DWS: la política manda
Christian Scherrmann, Economista jefe de DWS para EEUU, considera que tras dos semanas de extensos discursos de la Reserva Federal y numerosas apariciones públicas de los responsables de los bancos centrales, las expectativas sobre una pausa en los recortes de tipos parecen bien afianzadas. La tasa de desempleo actual, del 4,4% en diciembre, sugiere que los mercados laborales se mantienen en pleno empleo o cerca de él, quizá con una ligera tendencia a la baja.
La creación de empleo se situó en una media de alrededor de 50.000 puestos en 2025, lo que supone una ralentización, pero probablemente sigue siendo suficiente, si se tienen en cuenta la demografía y la reducción de la migración. Mientras tanto, la inflación se ha mantenido estable en los últimos meses, en torno al 2,8%. Esto sugiere —si se corrige el probable efecto temporal de 0,5 puntos de los aranceles— que podría estar más cerca del objetivo de lo que se temía hace unos meses.

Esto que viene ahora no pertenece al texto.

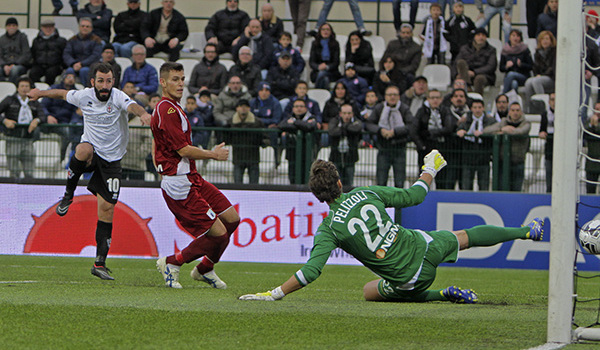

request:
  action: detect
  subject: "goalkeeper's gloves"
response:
[421,149,448,177]
[239,286,285,301]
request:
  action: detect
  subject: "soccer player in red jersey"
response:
[150,62,240,289]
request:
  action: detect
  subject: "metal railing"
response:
[0,124,560,193]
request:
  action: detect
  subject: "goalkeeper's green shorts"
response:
[377,231,459,300]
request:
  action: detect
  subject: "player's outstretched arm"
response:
[27,89,68,101]
[177,142,229,160]
[239,276,302,301]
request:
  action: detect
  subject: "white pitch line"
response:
[527,343,568,350]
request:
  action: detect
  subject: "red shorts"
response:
[162,173,231,237]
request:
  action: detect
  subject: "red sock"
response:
[196,256,215,275]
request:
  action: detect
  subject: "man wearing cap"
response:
[267,51,300,100]
[204,0,250,54]
[0,17,31,84]
[451,28,498,95]
[76,0,112,43]
[188,43,228,96]
[29,18,67,85]
[113,0,148,58]
[383,23,422,84]
[63,17,103,88]
[142,0,189,62]
[121,44,158,104]
[475,0,513,42]
[229,46,262,96]
[40,73,83,159]
[338,62,369,108]
[228,99,264,184]
[213,75,252,126]
[400,75,428,115]
[231,19,273,74]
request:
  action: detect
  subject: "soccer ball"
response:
[579,220,600,254]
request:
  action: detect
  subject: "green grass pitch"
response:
[0,255,597,350]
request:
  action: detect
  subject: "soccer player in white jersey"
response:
[28,63,152,280]
[240,150,544,303]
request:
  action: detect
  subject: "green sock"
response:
[465,225,530,248]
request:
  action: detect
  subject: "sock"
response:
[196,256,215,275]
[465,225,529,248]
[67,155,87,194]
[95,220,112,266]
[223,220,240,237]
[175,234,229,265]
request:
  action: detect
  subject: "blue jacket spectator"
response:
[121,61,158,95]
[271,32,306,74]
[76,0,112,43]
[250,82,283,127]
[338,62,369,107]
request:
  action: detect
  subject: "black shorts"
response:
[85,152,122,204]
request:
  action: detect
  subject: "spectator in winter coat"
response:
[373,55,409,100]
[204,1,250,54]
[421,3,448,64]
[500,29,533,94]
[29,18,67,85]
[213,76,252,126]
[0,77,46,179]
[283,80,322,124]
[338,62,369,107]
[113,0,148,58]
[122,44,158,105]
[452,28,498,95]
[76,0,112,43]
[40,73,80,159]
[271,32,306,74]
[486,102,531,192]
[444,1,475,63]
[279,100,317,184]
[258,3,283,44]
[229,46,262,96]
[188,43,228,96]
[400,75,428,116]
[383,24,422,85]
[525,30,556,112]
[365,85,416,188]
[63,17,103,84]
[328,104,363,187]
[309,23,340,89]
[142,0,189,62]
[537,0,558,37]
[267,51,300,100]
[346,30,375,85]
[229,99,264,184]
[232,19,273,70]
[0,17,31,84]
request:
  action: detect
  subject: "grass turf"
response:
[0,256,597,349]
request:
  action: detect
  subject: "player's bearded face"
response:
[92,72,113,102]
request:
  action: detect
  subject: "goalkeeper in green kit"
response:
[240,150,544,303]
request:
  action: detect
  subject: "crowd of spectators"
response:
[0,0,600,191]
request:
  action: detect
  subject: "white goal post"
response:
[547,0,584,344]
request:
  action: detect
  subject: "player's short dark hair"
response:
[277,32,292,40]
[160,62,183,79]
[16,76,35,89]
[308,159,342,203]
[471,99,485,106]
[90,62,115,79]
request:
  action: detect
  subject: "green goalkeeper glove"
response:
[239,286,285,301]
[421,149,448,177]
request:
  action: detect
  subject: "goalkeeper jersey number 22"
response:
[295,180,428,286]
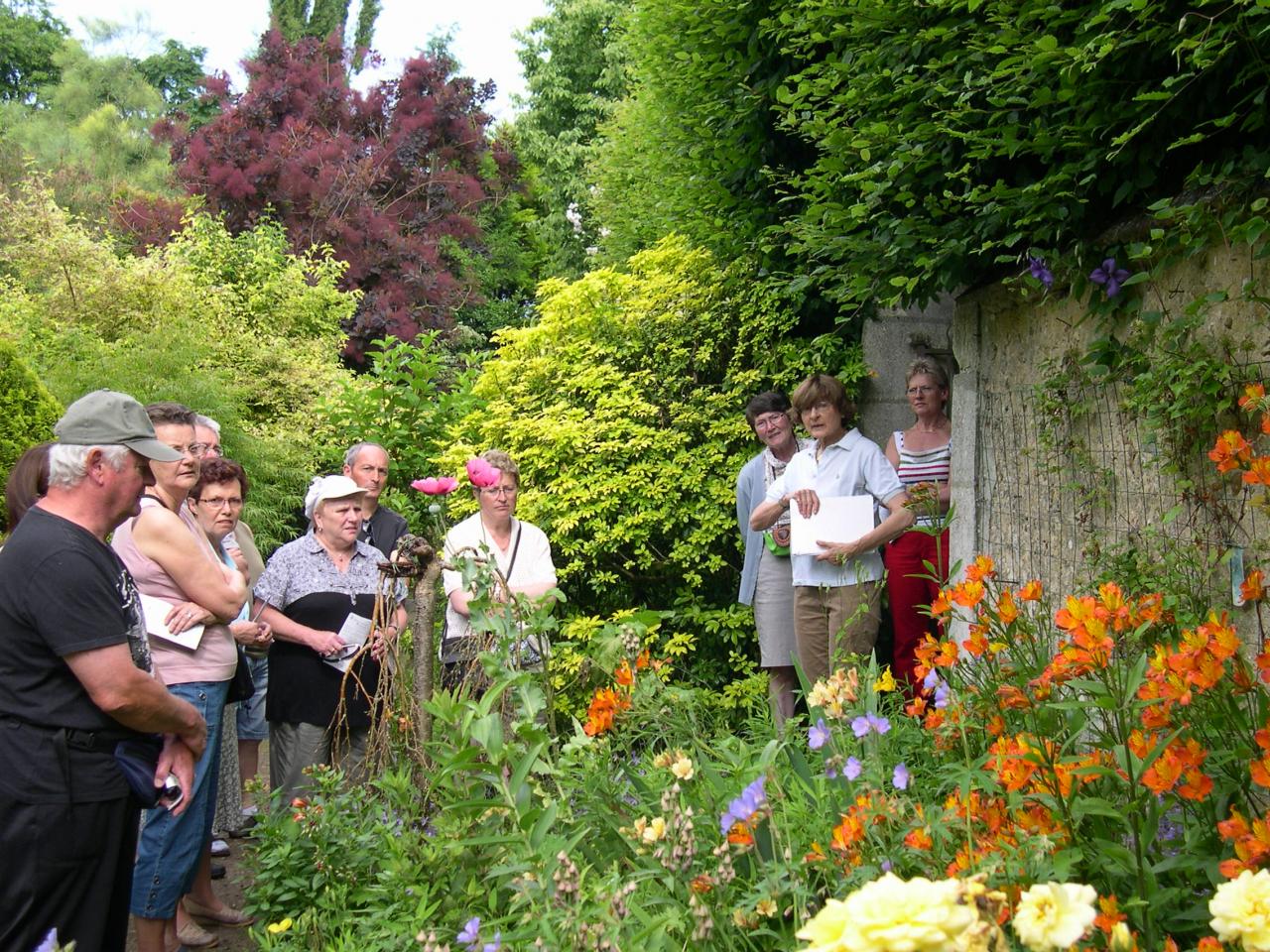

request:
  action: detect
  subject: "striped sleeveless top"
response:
[895,430,952,526]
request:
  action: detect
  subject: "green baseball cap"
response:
[54,390,182,463]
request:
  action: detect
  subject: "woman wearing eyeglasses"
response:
[736,390,803,727]
[442,449,557,663]
[884,357,952,684]
[255,476,405,798]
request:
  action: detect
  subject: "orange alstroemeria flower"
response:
[1207,430,1252,472]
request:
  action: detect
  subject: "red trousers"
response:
[884,530,949,684]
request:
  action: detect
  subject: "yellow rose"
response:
[636,816,666,843]
[874,667,895,694]
[1207,870,1270,952]
[798,874,978,952]
[1013,883,1098,952]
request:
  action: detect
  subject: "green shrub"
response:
[0,337,63,528]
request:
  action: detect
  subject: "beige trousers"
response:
[794,581,881,684]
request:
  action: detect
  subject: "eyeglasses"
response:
[480,486,520,496]
[168,443,209,459]
[198,496,242,509]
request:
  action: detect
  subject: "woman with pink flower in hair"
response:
[441,449,557,680]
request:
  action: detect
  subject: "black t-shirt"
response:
[0,507,150,802]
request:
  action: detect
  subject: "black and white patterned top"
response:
[254,530,405,612]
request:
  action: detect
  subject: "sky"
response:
[50,0,546,119]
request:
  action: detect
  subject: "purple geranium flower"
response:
[718,774,767,835]
[935,681,952,711]
[1089,258,1129,298]
[807,717,829,750]
[1028,257,1054,291]
[457,915,480,949]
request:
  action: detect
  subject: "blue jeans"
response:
[132,680,230,919]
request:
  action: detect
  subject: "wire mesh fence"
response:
[975,364,1270,604]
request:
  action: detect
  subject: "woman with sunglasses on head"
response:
[442,449,557,663]
[110,403,254,952]
[254,476,405,799]
[884,357,952,685]
[736,390,804,727]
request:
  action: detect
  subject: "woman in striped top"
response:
[885,357,952,684]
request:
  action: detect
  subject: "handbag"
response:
[225,645,255,704]
[114,734,163,810]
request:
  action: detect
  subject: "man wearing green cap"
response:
[0,390,207,952]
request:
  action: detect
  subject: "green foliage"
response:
[0,28,176,221]
[269,0,382,72]
[442,239,866,622]
[0,185,355,551]
[0,337,63,533]
[590,0,1270,326]
[0,0,67,103]
[516,0,627,278]
[317,332,480,543]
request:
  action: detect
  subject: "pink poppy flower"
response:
[410,476,458,496]
[467,456,503,489]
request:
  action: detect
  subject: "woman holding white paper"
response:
[255,476,405,797]
[749,373,913,683]
[110,403,254,952]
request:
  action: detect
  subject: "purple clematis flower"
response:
[1028,257,1054,291]
[807,717,829,750]
[1089,258,1129,298]
[456,915,480,949]
[718,774,767,837]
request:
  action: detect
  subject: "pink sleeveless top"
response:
[110,496,237,684]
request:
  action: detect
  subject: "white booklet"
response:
[321,612,371,671]
[790,496,874,554]
[141,595,203,652]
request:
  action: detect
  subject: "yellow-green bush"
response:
[0,184,357,548]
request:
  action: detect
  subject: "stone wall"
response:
[952,248,1270,622]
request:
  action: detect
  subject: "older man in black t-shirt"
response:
[0,390,207,952]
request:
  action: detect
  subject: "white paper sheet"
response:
[322,612,371,671]
[141,595,203,652]
[790,496,874,554]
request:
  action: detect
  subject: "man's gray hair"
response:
[344,440,389,468]
[194,414,221,436]
[49,443,128,489]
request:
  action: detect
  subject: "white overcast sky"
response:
[50,0,546,118]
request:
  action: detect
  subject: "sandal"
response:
[177,921,219,948]
[186,896,255,926]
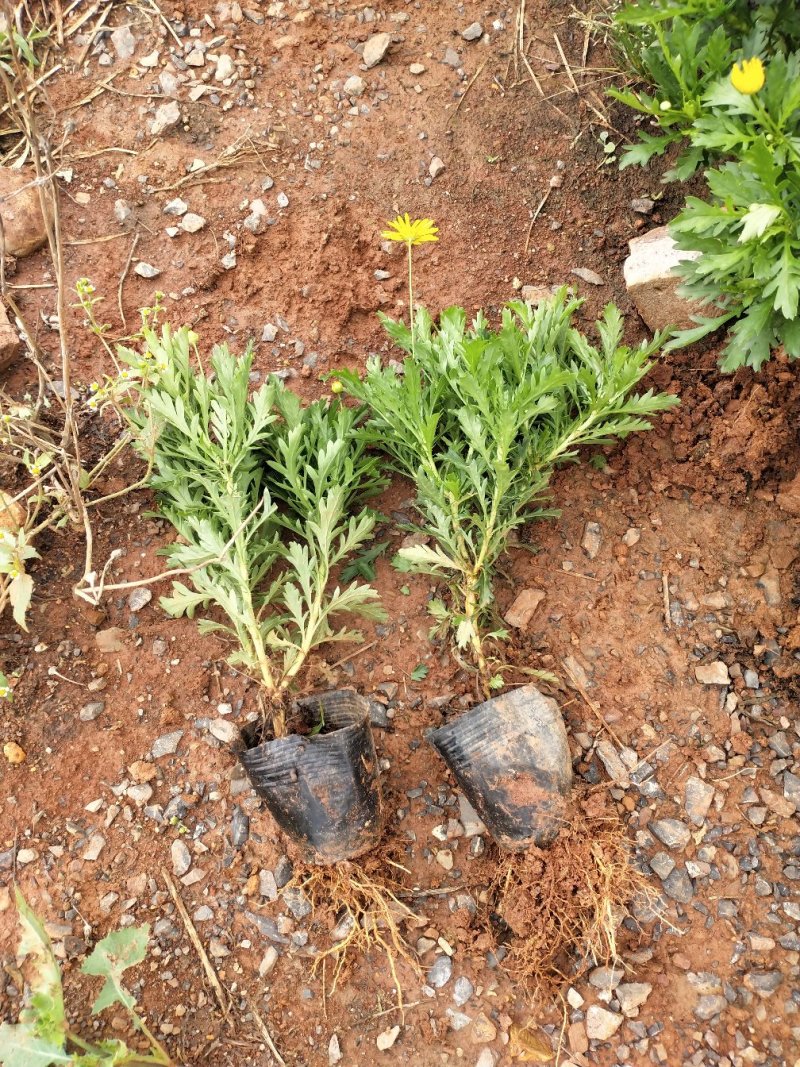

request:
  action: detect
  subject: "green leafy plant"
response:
[0,889,173,1067]
[119,327,384,736]
[337,289,677,686]
[668,53,800,370]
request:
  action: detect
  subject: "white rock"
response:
[375,1024,400,1052]
[586,1004,625,1041]
[694,659,731,685]
[150,100,180,137]
[180,211,206,234]
[362,33,391,70]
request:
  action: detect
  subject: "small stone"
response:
[586,1004,624,1041]
[647,818,691,850]
[0,166,47,259]
[208,719,239,745]
[661,867,694,904]
[459,793,486,838]
[133,262,161,278]
[170,838,192,878]
[580,523,603,559]
[473,1012,497,1045]
[163,196,189,216]
[461,22,483,41]
[180,211,206,234]
[694,993,727,1022]
[284,889,313,919]
[452,975,475,1007]
[694,659,731,685]
[362,33,391,70]
[150,100,180,137]
[570,267,604,285]
[684,776,715,826]
[375,1024,400,1052]
[428,956,452,989]
[150,730,183,760]
[328,1032,341,1067]
[615,982,653,1017]
[258,871,277,901]
[128,586,153,611]
[503,589,546,630]
[81,833,106,863]
[111,26,137,60]
[341,74,367,96]
[258,944,278,978]
[428,156,446,178]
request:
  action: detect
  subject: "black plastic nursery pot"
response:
[427,685,572,851]
[239,689,381,863]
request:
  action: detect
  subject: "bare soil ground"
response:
[0,0,800,1067]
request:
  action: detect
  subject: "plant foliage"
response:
[121,327,383,734]
[338,289,677,679]
[0,889,173,1067]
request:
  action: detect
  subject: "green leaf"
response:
[0,1022,75,1067]
[81,923,150,1015]
[739,204,782,243]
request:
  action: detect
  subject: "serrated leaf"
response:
[81,923,150,1015]
[0,1022,75,1067]
[738,204,782,243]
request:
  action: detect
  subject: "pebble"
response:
[428,156,446,178]
[78,700,106,722]
[150,100,180,137]
[150,730,183,760]
[170,838,192,878]
[573,518,603,559]
[647,818,691,850]
[694,659,731,685]
[362,33,391,70]
[133,262,161,277]
[661,867,694,904]
[128,586,153,611]
[684,776,714,826]
[586,1004,624,1041]
[452,975,475,1007]
[180,211,206,234]
[341,74,367,96]
[428,956,452,989]
[375,1025,400,1052]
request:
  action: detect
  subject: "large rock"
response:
[0,304,22,370]
[623,226,721,331]
[0,166,47,258]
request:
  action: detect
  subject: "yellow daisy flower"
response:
[731,55,766,96]
[381,211,438,249]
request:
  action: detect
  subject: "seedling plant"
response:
[0,889,174,1067]
[337,218,677,691]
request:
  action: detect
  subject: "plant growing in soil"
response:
[0,889,173,1067]
[338,279,677,686]
[668,53,800,370]
[121,327,384,737]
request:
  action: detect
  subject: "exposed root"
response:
[293,862,419,1009]
[490,812,657,996]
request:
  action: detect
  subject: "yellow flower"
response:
[381,211,438,249]
[731,55,766,96]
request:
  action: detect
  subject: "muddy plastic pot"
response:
[239,689,381,863]
[427,685,572,850]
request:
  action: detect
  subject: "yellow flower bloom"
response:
[381,211,438,249]
[731,55,766,96]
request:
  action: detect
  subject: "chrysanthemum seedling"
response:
[121,327,384,737]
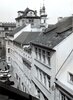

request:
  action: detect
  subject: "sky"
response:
[0,0,73,23]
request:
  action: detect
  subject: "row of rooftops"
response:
[15,8,47,20]
[8,16,73,49]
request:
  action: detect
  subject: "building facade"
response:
[6,7,73,100]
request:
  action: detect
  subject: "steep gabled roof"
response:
[14,32,40,44]
[32,17,72,48]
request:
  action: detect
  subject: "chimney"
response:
[58,17,63,22]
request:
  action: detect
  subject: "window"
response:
[8,57,10,61]
[69,73,73,83]
[44,74,46,85]
[5,27,8,31]
[42,50,45,63]
[16,73,18,80]
[40,71,42,81]
[48,77,50,88]
[47,52,50,65]
[8,48,10,53]
[39,49,41,60]
[35,48,38,58]
[60,92,71,100]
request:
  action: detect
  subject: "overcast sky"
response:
[0,0,73,22]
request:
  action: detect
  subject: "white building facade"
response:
[6,6,73,100]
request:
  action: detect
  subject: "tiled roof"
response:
[14,32,39,44]
[32,17,72,48]
[16,8,40,20]
[9,25,26,36]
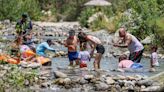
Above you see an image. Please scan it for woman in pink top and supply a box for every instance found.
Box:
[118,55,143,69]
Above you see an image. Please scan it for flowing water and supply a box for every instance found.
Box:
[52,57,164,76]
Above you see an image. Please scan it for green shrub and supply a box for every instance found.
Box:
[0,0,40,21]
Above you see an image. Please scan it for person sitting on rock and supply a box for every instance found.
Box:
[78,42,90,68]
[64,30,79,66]
[118,54,143,69]
[150,46,159,72]
[114,27,144,63]
[36,39,56,57]
[78,32,105,70]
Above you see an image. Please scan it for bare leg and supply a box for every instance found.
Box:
[98,53,102,69]
[75,59,79,65]
[94,53,102,70]
[69,61,73,66]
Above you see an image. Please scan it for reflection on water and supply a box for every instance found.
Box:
[52,57,164,76]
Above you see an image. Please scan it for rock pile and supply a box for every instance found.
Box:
[49,71,163,92]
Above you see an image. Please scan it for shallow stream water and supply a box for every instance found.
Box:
[52,57,164,76]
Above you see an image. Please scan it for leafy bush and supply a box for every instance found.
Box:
[0,0,40,21]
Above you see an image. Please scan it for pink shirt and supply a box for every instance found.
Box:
[118,60,133,68]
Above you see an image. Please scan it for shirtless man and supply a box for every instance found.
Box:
[64,30,79,66]
[78,32,105,70]
[114,27,144,63]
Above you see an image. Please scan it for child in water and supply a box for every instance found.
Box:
[118,55,143,70]
[79,42,90,68]
[150,46,159,72]
[64,30,79,67]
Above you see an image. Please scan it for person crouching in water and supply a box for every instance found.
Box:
[150,46,159,72]
[78,32,105,70]
[118,55,143,72]
[64,30,79,66]
[79,42,90,68]
[36,39,56,57]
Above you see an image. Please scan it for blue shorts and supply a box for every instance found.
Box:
[68,51,78,61]
[130,63,143,69]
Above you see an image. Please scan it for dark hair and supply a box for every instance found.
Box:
[22,13,28,18]
[47,39,52,43]
[78,32,87,42]
[69,30,75,36]
[151,45,158,52]
[119,54,127,62]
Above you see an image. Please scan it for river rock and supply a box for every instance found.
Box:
[105,77,115,85]
[141,86,161,92]
[27,63,41,69]
[136,80,153,86]
[0,70,7,78]
[54,71,67,78]
[24,80,30,86]
[64,78,71,84]
[79,78,88,85]
[84,75,94,80]
[41,82,51,88]
[95,82,109,91]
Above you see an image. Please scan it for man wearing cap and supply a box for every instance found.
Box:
[114,27,144,63]
[36,39,55,57]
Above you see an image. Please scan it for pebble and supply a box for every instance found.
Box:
[54,71,67,78]
[141,86,161,92]
[84,75,94,80]
[95,82,109,91]
[105,77,115,85]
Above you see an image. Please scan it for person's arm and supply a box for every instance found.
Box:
[44,43,55,52]
[150,54,154,68]
[114,36,132,48]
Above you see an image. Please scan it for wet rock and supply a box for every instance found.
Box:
[41,82,51,88]
[54,71,67,78]
[141,85,146,89]
[124,80,135,87]
[136,80,153,86]
[0,70,7,78]
[105,77,115,85]
[115,85,121,92]
[79,78,88,85]
[84,75,94,80]
[64,78,71,84]
[27,63,41,69]
[141,86,161,92]
[117,80,124,87]
[24,80,30,86]
[95,82,109,91]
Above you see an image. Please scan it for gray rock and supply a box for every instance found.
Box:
[54,71,67,78]
[95,82,109,91]
[136,80,153,86]
[115,85,121,92]
[79,78,88,85]
[64,78,71,84]
[41,82,51,88]
[141,86,161,92]
[24,80,30,86]
[141,85,146,89]
[27,63,41,69]
[105,77,115,85]
[84,75,94,80]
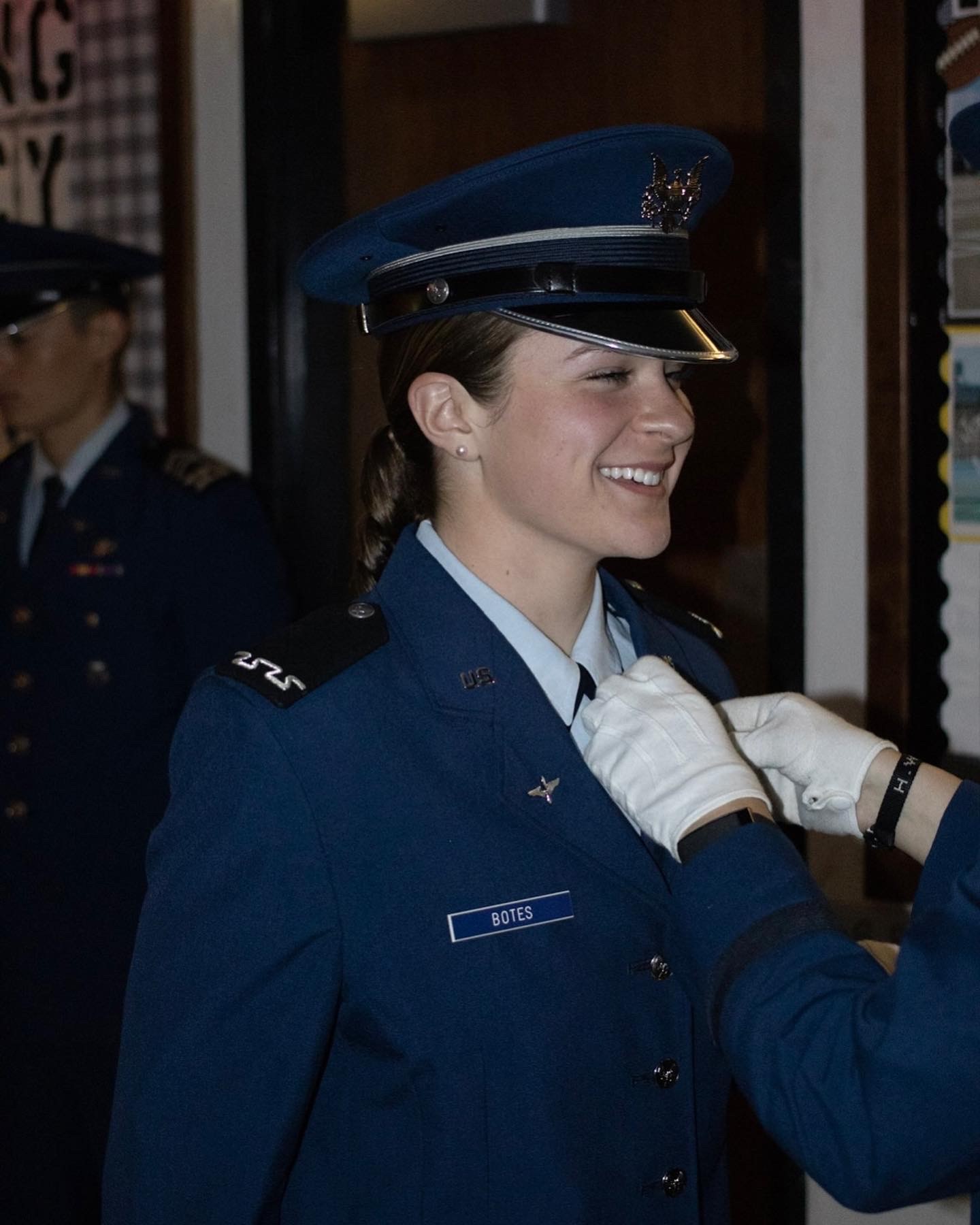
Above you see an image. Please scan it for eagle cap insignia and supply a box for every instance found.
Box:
[640,153,710,234]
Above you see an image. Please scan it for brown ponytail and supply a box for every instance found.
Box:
[353,314,523,591]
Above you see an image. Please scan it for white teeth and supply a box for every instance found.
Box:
[599,468,664,485]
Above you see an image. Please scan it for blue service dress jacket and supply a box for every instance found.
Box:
[668,783,980,1225]
[104,529,732,1225]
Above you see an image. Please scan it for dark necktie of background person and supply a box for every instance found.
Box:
[27,473,65,566]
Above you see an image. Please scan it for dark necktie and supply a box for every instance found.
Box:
[27,474,65,564]
[572,664,595,723]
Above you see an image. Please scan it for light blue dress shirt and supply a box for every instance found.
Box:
[18,399,130,566]
[418,519,636,750]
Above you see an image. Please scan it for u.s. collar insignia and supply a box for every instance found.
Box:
[640,153,709,234]
[528,774,561,804]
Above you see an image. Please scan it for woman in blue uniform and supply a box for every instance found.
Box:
[104,127,763,1225]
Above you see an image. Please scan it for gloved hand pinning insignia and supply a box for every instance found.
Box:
[718,693,896,836]
[582,655,768,859]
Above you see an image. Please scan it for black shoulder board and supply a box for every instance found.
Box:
[147,438,235,493]
[216,600,389,707]
[626,578,725,647]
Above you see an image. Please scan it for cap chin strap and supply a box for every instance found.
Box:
[493,306,738,363]
[360,262,706,332]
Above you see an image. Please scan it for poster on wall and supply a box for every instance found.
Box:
[936,0,980,760]
[942,326,980,544]
[0,0,81,225]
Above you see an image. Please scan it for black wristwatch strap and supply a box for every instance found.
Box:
[865,753,922,850]
[677,808,766,864]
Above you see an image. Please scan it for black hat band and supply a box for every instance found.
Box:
[360,262,706,332]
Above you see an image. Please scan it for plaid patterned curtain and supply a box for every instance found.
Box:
[0,0,165,415]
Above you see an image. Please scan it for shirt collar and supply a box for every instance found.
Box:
[31,399,130,505]
[416,519,622,725]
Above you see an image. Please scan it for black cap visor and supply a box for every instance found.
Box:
[493,303,738,361]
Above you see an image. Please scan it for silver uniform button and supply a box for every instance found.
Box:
[651,953,671,983]
[84,659,112,686]
[660,1169,687,1199]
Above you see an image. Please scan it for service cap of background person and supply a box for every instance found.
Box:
[299,125,738,361]
[0,220,161,331]
[949,101,980,170]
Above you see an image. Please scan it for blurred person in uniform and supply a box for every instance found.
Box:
[104,125,764,1225]
[585,658,980,1225]
[0,222,291,1225]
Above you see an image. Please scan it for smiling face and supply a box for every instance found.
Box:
[448,329,695,567]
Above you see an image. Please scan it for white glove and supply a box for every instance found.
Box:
[582,655,768,859]
[718,693,896,836]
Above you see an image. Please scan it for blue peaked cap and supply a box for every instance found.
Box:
[949,101,980,170]
[299,125,738,361]
[0,220,161,327]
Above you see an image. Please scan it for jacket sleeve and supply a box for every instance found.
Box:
[103,675,340,1225]
[173,476,293,677]
[669,783,980,1211]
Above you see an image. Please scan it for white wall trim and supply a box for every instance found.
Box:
[191,0,250,472]
[803,0,867,714]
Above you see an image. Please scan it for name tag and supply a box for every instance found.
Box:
[446,889,574,945]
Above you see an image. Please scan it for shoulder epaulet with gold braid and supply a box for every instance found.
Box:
[147,438,236,493]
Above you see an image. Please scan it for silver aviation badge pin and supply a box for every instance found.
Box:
[528,774,561,804]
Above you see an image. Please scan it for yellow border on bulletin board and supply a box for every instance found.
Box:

Las presiones sobre los precios derivadas de los aranceles solo se han trasladado parcialmente a los consumidores, lo que podría explicar la relativa debilidad de los mercados laborales. No obstante, debemos tener en cuenta que los datos siguen viéndose afectados por el cierre del Gobierno. Por lo tanto, sigue pareciendo probable un repunte temporal de la inflación en el primer trimestre de 2026, y un cierto aumento de la actividad manufacturera también podría favorecer la contratación. Sin embargo, esto es una razón más para que los bancos centrales esperen a ver qué dicen los datos que se publiquen una vez que desaparezcan los efectos del cierre.
Sin embargo, la verdadera noticia en materia de política monetaria este mes es otra: la independencia de la Fed vuelve a ser objeto de atención. Tras el intento de destitución de la gobernadora Lisa Cook, a principios de 2025, el presidente de la Fed se ha visto recientemente envuelto en una serie de acusaciones relacionadas con la renovación de las oficinas de la Fed. Sorprendentemente, el presidente de la Fed se sintió obligado a responder en un histórico vídeo de dos minutos publicado en la página web de la Fed. Aunque no esperamos que el presidente Powell responda a preguntas sobre este asunto en la rueda de prensa, nos gustaría recordar que el anuncio de quién será nombrado su sucesor podría estar finalmente cerca. No nos sorprendería que coincidiera con la próxima reunión y trajera algunas sorpresas.
Zürcher Kantonalbank/SwissCanto; infra ponderar dólar, no la Bolsa de EEUU
Nicola Grass, gestor sénior de carteras multiactivo en Zürcher Kantonalbank, la gestora de los fondos de Swisscanto, espera que la Fed mantenga los tipos de interés sin cambios en el 3,75%, en línea con el amplio consenso del mercado, ya que los participantes han estimado la probabilidad de un recorte de tipos en tan solo un 3%. No obstante, seguimos anticipando dos recortes adicionales a lo largo de este año, aunque previsiblemente no hasta la segunda mitad. En la actualidad, los datos económicos siguen siendo demasiado sólidos como para justificar una relajación monetaria, e incluso el mercado laboral, que se había debilitado recientemente, muestra señales de estabilización.
La cuestión de quién sucederá al presidente de la Fed, Jerome Powell, resulta especialmente interesante. Kevin Hassett, considerado anteriormente el principal favorito, parece ahora haber quedado inesperadamente fuera de la carrera. En cualquier caso, la presión política sobre la Fed para bajar los tipos seguirá siendo elevada.
En este contexto, mantenemos una posición infra ponderada en el dólar, al tiempo que seguimos sobre ponderando la renta variable de EEUU.